Is there such a thing as too much attic insulation? I have R38 in the attic
at the moment, but the local building inspector says they like to see at
least R50 in new homes. Would adding another layer of R38 (total R value
would then be R76) perpendicular to the existing layer of fiberglass be
overkill? Or will it make a difference? Does attic insulation really cut
down on heat gain in the summer and heat loss in the winter? Or is there
some other place to look to cut down on heat gain?
When I put in the first bat of R38 I checked and there is no vaper barrier
anywhere. It goes something like this: ceiling wallboard (1/2 inch thick),
ceiling joists (2x4), 2 -3 inches of probably rockwool insulation (at least
35 years old) between the joists, R38 bats of insulation laid perpendicular
to the joists to cover them.
The first layer is unfaced and I was planning on purchasing unfaced again.
Is the lack of a vaper barrier a problem?
A good paint job on the ceiling below acts as a vapor barrier.
Especially with a "vapor barrier" rated paint. Ask about it
at a good paint store. HD _might_ carry such.
R38 is nothing to sneeze at. Going to R76 would be overkill methinks,
and not going to make much difference over something slightly more
modest.
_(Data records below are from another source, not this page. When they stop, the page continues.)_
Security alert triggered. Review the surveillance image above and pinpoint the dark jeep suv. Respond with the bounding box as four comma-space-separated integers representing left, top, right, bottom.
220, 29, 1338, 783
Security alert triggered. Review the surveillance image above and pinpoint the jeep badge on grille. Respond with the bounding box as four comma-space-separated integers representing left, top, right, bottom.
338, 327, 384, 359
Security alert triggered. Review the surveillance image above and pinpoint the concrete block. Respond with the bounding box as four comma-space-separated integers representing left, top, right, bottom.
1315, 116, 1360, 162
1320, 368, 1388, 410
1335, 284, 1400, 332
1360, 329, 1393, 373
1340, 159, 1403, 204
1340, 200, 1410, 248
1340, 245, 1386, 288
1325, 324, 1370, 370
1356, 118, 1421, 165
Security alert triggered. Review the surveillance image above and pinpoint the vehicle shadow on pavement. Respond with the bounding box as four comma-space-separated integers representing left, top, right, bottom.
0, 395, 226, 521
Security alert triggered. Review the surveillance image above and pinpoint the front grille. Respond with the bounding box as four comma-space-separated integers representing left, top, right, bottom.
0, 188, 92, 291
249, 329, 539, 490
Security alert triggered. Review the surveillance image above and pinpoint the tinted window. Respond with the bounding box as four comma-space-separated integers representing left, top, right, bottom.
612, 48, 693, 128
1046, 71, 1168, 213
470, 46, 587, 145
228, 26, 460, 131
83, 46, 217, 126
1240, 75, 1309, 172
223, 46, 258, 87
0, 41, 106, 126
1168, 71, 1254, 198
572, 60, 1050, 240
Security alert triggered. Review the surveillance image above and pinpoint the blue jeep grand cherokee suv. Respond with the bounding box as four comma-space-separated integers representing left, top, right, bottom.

I have seen a modern house done to R70. Almost scary ;-)
If you're doing this for a sale, it might be worth it. If anybody
A single layer of 3.5" (R16) would be easy, cheap, and get you to R54.
By the time you're at that level, other issues will end up being
the biggest losses.
A house that started with 3-4" of rockwool (about R16.5 with
modern rockwool, probably somewhat less with older stuff) is going
to need attention to other things before going to R76.
Chris Lewis, Una confibula non set est
It\'s not just anyone who gets a Starship Cruiser class named after them.
On 14 Jul 2006 19:05:20 -0700, firstname.lastname@example.org wrote:
I went from damaged/settled original r30 to r60(layed r30, unfaced
batts), and my bills are low enough to brag to my friends about. They
really don't want to work with fiberglass, but today's fuel costs will
change that. ;)
tom @ www.Consolidated-Loans.info
That depends. If you aren't concerned with cost, then no. However, since there
are diminishing returns, at some point, adding insulation beyond a certain point
is not cost effective. That point is dependent on what future energy costs are.
If the only insulation is in the attic, then all you are doing is losing
heat/cool through the walls and basement. As well, too much airflow through the
walls, doors, windows etc makes the attic insulation ineffective.
The optimum is to balance it all out. You have to ensure that you have
insulation in the walls and basement as well. Your windows and doors should not
leak air excessively. Ditto walls and such. If you restrict air flow too much,
you should then look at a heat recovery ventilator to ensure proper ventilation
of living space without heat/cool losses.
In general, retrofitting an older house to the max is very expensive and not
always worth the trouble. Sometimes something as simple as a few tubes of
acoustic caulking is very cost effective - close up the biggest air leaks. You
have to investigate all the options and decide when the cost exceeds the benefit.
Doing a heatloss calc is not that difficult. I would say that r76 is
overkill, but what if oil hits 5 bucks a gallon?
in general, with good windows, you still lose half your heat out the
windows, more or less. Around half the remaining goes out the roof[both
because of square footage and heat rising]
Look up heat loss calcs on the web, it is an interesting exercise if
You can estimate pretty damn close
My blind screaming 2 minute guess on a 20x40 little ranch with
walls/window/ceiling of r19/3/38 loses over 16 percent of its heat
through the roof, not counting differences in heat movement, so that
means the most you could gain would be $111/1000 spent heating, and
probably more like half that. But if oil went from 2.50 to 7.50 a
Is it overkill, well my R110 attic was worth every penny. In zone 5, I
had a yearly Ng bill of 460 for 1800sq a few years ago. Mine has settled
to R70 it is fiberglass bats. If you are zone 8 or less R 70 + is a
good idea. Standards are outdated, insulation is cheap compared to Oil.
I had a load calc done , 1800sq ft and only 50000 btu.
The more the better. As noted you should not add a vapor barrier.
After so much additional there are diminishing returns, but it would appear
for the comments of the building inspector that you live in an area where
the extra would be a good idea.
I don't know exactly what I have, but I know I doubled what the builder
put in 12 years ago.
Read an article today on blown in foam insulation. 90% of benefit is
covered in the basic application (i.e. r38 for attics), adding 50% more
gets an extra 5% of benefit, adding another 50% more gets an extra 2.5%
Plus there are articles a plenty that describe what happen INSIDE
fiberglass insulation in cold climates. R76 drops to R25!!!!